Greater than 80 years of age is predictive of poor clinical outcome and increased mortality compared with younger patients in the NASA registry. However, intravenous tissue-type plasminogen activator use, lower NIHSS, and shorter revascularization time are associated with better outcomes. Further studies are needed to understand the endovascular therapy role in this cohort compared with medical therapy.
SWIFT(Solitaire 取栓装置治疗急性缺血性卒中的前瞻性多中心随机研究)和 TREVO 2(机械取栓治疗急性大血管闭塞性卒中血管内再通的临床试验)研究结果表明机械取栓可提高再通率;然而,老年人的结局仍知之甚少。在此,我们报告北美 Solitaire-FR 支架取栓装置急性卒中注册研究(NASA)中年龄对临床和血管造影结局的影响。
NASA 注册研究招募了接受 Solitaire-FR 治疗的连续患者的治疗数据。通过将队列分为≤80 岁和>80 岁两个年龄组,评估年龄对临床和血管造影结局的影响。

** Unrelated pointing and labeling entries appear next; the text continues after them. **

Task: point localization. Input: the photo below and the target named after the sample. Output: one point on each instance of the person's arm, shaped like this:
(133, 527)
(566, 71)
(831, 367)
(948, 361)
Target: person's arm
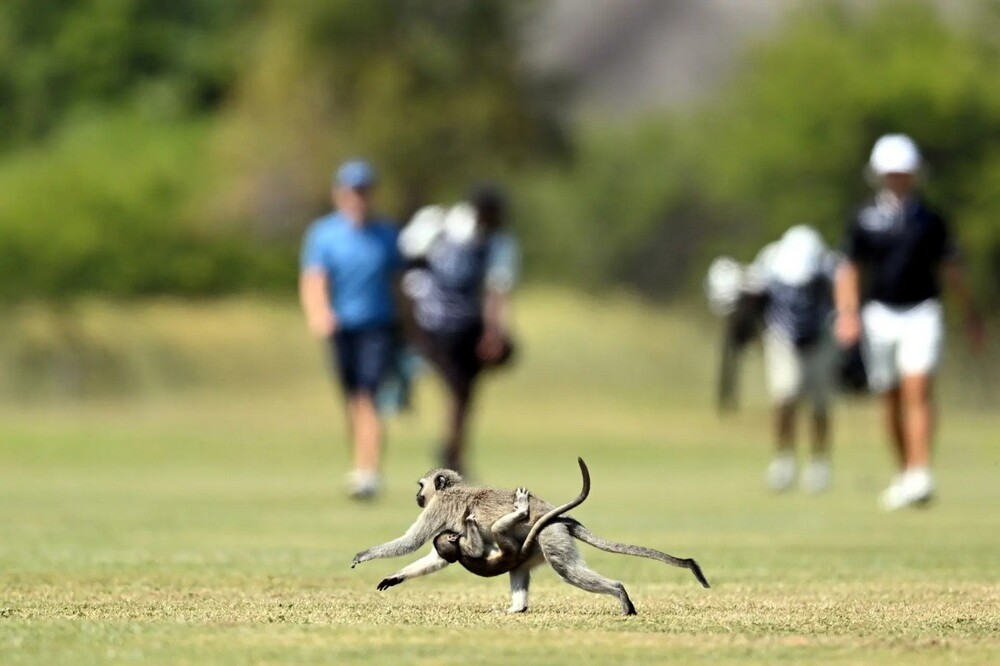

24 个中心共 354 例患者接受治疗;276 例患者≤80 岁,78 例患者>80 岁。≤80 岁和>80 岁两组的平均年龄分别为 62.2±13.2 岁和 85.2±3.8 岁。>80 岁的患者中有 27.3%在 90 天时改良 Rankin 评分≤2,而≤80 岁的患者有 45.4%(P=0.02)。>80 岁和≤80 岁两组的死亡率分别为 43.9%和 27.3%(P=0.01)。两组间再通时间、再通成功率和症状性颅内出血无显著差异。多变量分析显示,年龄>80 岁是临床结局不良和死亡率的独立预测因素。在>80 岁组中,美国国立卫生研究院卒中量表(NIHSS)评分、再通率、挽救性治疗的使用和症状性颅内出血是死亡率的独立预测因素。
与 NASA 注册研究中的年轻患者相比,年龄>80 岁与较差的临床结局和更高的死亡率相关。然而,静脉注射组织型纤溶酶原激活剂的使用、较低的 NIHSS 评分和较短的再通时间与更好的结局相关。需要进一步研究来了解与药物治疗相比,血管内治疗在这一组中的作用。